Community wind is when ordinary residents band together. They hash out terms with the local government. Can we put windmills on the highest point in town? Will people want to hide them from view? How big can they be? Can we sell bonds to finance it? And will the utility company accept the electricity we want to sell back to them?
Right now community wind is hard. It’s hard to do this. It takes years. It’s not months it’s years. If it’s not the permitting then it’s access to machines or access to capital. And all of this has to be done in a timely fashion.”
There are only a handful of community wind projects in Michigan right now. There’s the school in Pigeon Elkton and then the village of Northport. Both projects have local residents who are also engineers. But even with technically minded residents in your community, there’s a lot of new information to absorb. Brett Pingree sells wind turbines for Vermont based Northern Power.
“Try to understand what the total cost will be. This is a 20 year investment. Understand all the costs.
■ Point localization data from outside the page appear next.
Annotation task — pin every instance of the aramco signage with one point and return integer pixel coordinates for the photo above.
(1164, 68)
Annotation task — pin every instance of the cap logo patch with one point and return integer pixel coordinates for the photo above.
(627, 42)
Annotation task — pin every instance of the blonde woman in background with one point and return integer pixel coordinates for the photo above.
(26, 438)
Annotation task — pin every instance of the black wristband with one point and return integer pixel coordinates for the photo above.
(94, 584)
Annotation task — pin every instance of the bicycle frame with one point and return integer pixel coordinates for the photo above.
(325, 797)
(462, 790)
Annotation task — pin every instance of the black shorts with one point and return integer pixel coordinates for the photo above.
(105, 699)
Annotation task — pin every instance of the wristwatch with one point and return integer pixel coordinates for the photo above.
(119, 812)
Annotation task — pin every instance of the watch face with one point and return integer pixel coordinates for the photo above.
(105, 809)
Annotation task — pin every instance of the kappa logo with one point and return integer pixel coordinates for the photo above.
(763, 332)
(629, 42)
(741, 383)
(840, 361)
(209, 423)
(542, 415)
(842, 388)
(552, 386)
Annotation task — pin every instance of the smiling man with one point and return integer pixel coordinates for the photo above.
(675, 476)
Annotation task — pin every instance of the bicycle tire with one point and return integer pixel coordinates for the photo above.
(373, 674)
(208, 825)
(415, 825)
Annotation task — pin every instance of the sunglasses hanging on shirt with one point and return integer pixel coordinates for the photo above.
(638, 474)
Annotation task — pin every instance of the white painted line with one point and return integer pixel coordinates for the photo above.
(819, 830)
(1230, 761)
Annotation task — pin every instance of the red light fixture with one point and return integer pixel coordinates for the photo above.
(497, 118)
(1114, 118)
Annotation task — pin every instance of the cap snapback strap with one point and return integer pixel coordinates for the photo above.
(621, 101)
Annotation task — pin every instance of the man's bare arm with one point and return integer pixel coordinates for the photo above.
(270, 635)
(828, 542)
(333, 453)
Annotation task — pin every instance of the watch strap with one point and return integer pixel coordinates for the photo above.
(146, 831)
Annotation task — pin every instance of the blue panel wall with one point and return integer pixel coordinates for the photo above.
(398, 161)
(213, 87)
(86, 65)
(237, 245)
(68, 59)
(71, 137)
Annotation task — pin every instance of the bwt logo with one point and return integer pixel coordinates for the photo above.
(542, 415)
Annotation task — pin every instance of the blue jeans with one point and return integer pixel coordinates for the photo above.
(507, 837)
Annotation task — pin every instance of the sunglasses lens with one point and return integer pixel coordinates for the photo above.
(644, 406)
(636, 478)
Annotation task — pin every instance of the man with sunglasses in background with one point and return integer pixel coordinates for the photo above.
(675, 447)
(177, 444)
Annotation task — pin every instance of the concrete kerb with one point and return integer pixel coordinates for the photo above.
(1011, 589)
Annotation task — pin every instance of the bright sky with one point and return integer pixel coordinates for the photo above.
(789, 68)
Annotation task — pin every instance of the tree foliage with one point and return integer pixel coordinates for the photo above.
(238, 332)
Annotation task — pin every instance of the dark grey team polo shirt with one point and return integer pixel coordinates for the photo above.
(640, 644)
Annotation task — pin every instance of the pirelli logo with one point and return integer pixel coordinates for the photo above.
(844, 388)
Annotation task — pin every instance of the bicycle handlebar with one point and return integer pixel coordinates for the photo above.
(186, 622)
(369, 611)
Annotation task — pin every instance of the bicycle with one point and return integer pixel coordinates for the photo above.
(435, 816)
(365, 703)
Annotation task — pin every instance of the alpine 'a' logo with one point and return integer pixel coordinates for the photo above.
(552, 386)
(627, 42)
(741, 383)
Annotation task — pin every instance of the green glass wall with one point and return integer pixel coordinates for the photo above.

Are gear boxes gonna fail? How many times. What’s involved? Do I need a crane? What do those cost? Do the blades need cleaning? How about sound? What kind of decibel levels does it give off.”
This summer, a state panel appointed by the Michigan Public service commission heard testimony from Huron County residents. Several said they should never have allowed the turbines to go up. They claimed they’re harmful to human health and they lower property values. Brett Pingree says complaining about what goes up on the land dates as far back as national rural electrification in 1936.
“There are people out there that drive around and worry about the sky falling and telephone poles falling down and they don’t.”
So Pingree and the other wind power advocates meeting in Detroit say that winning the hearts and minds of the public is important. Matt Garran is the American Wind Energy Association’s Supply Chain manager. He says America has wasted a huge opportunity. He compares technological advances between phones and light bulbs.
“If Alexander Graham Bell came back and visited us today he would be astounded at what we did with his invention. But if Thomas Edison or Nikola Tesla came back they could pick right back up where they left off when they left us.”